308 S.W.2d 359, 1957 Mo. App. LEXIS 498
CourtMissouri Court of Appeals
DecidedDecember 19, 1957
DocketNo. 30027
StatusPublished
Cited by1 cases

This text of 308 S.W.2d 359 (Morris v. Vance) is published on Counsel Stack Legal Research, covering Missouri Court of Appeals primary law. Counsel Stack provides free access to over 12 million legal documents including statutes, case law, regulations, and constitutions.

Bluebook
Morris v. Vance, 308 S.W.2d 359, 1957 Mo. App. LEXIS 498 (Mo. Ct. App. 1957).

Opinion

HOUSER, Commissioner.

This is an original proceeding in habeas corpus upon the petition of Robert Hamilton Moore who alleges that he is being unlawfully restrained of his liberty by respondent sheriff and that he is entitled to a complete discharge by reason of the failure of the Circuit Court of Audrain County to take action upon petitioner’s parole within the period of two years after granting the parole.

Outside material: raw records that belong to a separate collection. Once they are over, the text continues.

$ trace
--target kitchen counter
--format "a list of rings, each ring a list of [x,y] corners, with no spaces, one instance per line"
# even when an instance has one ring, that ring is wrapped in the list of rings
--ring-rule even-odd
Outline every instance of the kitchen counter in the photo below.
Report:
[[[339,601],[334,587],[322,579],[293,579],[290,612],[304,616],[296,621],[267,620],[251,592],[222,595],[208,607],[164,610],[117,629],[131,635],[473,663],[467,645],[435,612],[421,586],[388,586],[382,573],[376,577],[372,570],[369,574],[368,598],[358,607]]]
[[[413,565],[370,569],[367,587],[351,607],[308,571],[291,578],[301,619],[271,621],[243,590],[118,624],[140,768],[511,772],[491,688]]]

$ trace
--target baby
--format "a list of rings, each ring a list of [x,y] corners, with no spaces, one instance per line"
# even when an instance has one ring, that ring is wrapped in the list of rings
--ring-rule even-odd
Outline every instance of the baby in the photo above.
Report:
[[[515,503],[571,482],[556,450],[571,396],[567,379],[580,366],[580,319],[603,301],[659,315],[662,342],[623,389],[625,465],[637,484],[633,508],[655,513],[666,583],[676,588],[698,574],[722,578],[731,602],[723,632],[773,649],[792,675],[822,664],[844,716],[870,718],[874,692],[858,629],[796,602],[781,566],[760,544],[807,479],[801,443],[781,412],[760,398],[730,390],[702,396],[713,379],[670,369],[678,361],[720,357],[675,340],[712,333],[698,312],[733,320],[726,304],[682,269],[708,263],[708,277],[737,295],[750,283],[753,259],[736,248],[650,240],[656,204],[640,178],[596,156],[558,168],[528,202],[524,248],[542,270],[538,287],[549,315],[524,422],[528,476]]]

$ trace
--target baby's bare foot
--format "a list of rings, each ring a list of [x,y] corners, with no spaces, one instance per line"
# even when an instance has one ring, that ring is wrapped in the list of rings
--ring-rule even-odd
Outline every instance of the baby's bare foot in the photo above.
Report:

On August 31, 1954 petitioner was convicted of Feloniously Leaving the Scene of a Motor Vehicle Accident and of Damage to Property and was sentenced to imprisonment in the County Jail of Audrain County for a term of eight months and to pay a fine of $100 and costs. After serving a few days more than four months’ time in jail and after paying the fine and costs and on January 4, 1955 petitioner was paroled by the Circuit Court of Audrain County on the condition, among others, that defendant “(3) not operate a motor vehicle nor apply for a driver’s license of' any type without * * * permission from this court.”

On April 12, 1957 the court made the following order:

“Now on this April 12, 1957, it appearing that in direct violation of condition #3 of his parole, defendant applied for, and on October 8, 1956 was issued, Illinois Driver’s license A3558607. Parole is terminated and sheriff is ordered to retake defendant under commitment already in his hands.”

We issued our writ. Respondent sheriff’s return to the writ seeks to justify the restraint of petitioner by asserting that he is detained in custody by virtue of the foregoing order of termination and a recom-mitment to the county jail thereunder on October 29, 1957. Petitioner’s answer to respondent’s return alleges the granting of a parole as aforesaid “without fixing in said order the period of parole or the time during which he would be required to report to the Court thereunder;” that the jurisdiction of the court of the subject-matter and person of petitioner, after placing him on parole, was limited to a period of two years from the date of parole; that the period of parole elapsed January 4, 1957, after which the court had no jurisdiction to make any order of revocation and that the order of April 12, 1957 (more than two years [361]*361after January 4, 1955) was "without authority of law and void and of no legal effect” and that petitioner’s arrest and re-commitment thereunder are “unlawful and illegal.” Petitioner filed a motion for judgment on the pleadings.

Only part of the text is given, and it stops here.